Sonic the search engine

January 24, 2021 January 2021 in Blog

For reasons that should be abundantly clear, I’ve been poking at alternatives to Elasticsearch. I’m living in a mostly Rust-based ecosystem right now working on Vector, so I started looking within that world. I found Sonic and decided to give it a whirl.

Sonic is a “fast, lightweight, and schema-less search backend.” It’s written in Rust, licensed under MPL 2.0. It’s maintained by Valerian Saliou, who is one of the founders of Crisp.

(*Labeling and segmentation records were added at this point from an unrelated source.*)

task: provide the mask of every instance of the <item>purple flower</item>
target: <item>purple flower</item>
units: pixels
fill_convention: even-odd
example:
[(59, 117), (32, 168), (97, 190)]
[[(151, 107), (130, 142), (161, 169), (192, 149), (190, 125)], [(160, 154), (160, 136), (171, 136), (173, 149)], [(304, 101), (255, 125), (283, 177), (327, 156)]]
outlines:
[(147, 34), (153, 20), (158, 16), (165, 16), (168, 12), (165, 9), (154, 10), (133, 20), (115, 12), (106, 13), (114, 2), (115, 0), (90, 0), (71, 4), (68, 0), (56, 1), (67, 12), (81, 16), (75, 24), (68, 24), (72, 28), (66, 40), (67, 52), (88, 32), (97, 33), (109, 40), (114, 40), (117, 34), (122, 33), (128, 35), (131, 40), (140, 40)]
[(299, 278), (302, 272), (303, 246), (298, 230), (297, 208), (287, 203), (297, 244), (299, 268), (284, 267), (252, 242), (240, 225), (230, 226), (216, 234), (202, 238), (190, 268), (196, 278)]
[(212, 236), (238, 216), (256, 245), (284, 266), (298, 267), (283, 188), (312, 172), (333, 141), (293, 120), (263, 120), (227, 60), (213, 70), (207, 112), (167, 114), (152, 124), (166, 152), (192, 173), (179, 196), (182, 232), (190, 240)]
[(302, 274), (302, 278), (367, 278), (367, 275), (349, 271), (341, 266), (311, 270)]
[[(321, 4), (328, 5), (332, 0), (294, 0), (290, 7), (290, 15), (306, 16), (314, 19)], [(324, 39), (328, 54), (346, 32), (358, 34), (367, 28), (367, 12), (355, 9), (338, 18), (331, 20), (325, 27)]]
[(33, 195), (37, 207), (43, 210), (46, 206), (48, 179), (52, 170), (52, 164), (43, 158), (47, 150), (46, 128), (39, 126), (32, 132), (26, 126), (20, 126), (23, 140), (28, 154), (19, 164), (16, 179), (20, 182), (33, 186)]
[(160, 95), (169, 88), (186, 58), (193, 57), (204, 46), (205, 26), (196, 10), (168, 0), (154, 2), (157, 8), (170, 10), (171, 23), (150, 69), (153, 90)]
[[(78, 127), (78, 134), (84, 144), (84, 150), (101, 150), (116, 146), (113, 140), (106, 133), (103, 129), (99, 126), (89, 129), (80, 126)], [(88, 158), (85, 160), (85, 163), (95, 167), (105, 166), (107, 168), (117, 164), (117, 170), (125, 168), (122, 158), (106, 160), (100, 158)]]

Sonic is not Elasticsearch: it’s a lot lighter weight and much less fully-featured. Its focus is on normalizing natural language search queries and providing results. Also, unlike Elasticsearch, Sonic is an identifier index rather than a document index. Queries return IDs, which can then find matching documents in an external database. Search terms are stored in collections and organized in buckets; you can use buckets to segregate your data into separate indexes, for example, a bucket per user or the like.

Another difference worth mentioning is that Sonic indexes at the word level and not at the sentence level. This approach makes for fast and compact storage. It’s worth taking a look at Sonic’s benchmarks to see just how fast. And reviewing Sonic’s limitations to understand the trade-off you’re making to achieve those results.

It’s also important to note that Sonic runs on a single node and lacks fault tolerance capabilities like clustering/replication. Although lightweight, Sonic’s single node nature is likely to hit hardware scaling limits at some point.

You can see Sonic at work on the [Crisp support site search box](https://help.crisp.chat/en/).

Installing and Configuring Sonic

Let’s see Sonic in action. We’re going to run Sonic, add some data to it, and then query that data. The fastest way to do this is to run Sonic from its Docker image. All we need to do this is Docker installed, some quick scaffolding, and a sample configuration file.

I'm going to assume you've got access to Docker already.

Let’s create a directory to hold our Sonic test instance and data and change into that directory.

mkdir -p ~/sonic-search
cd ~/sonic-search

Now we’re going to grab the sample configuration file.

wget https://raw.githubusercontent.com/valeriansaliou/sonic/master/config.cfg

Inside the file, you’ll find a default configuration for Sonic. We’re going to change a few things to make it work for our demo. Firstly, by default, Sonic binds to localhost on port 1491. To work inside a Docker container, we need to bind it to all interfaces. To do this, find this line in the config.cfg file.

[channel]
inet = "[::1]:1491"

And change it to:

[channel]
inet = "0.0.0.0:1491"

Next, we want to tell Sonic where to store its indexes. Let’s create some local directories for that now.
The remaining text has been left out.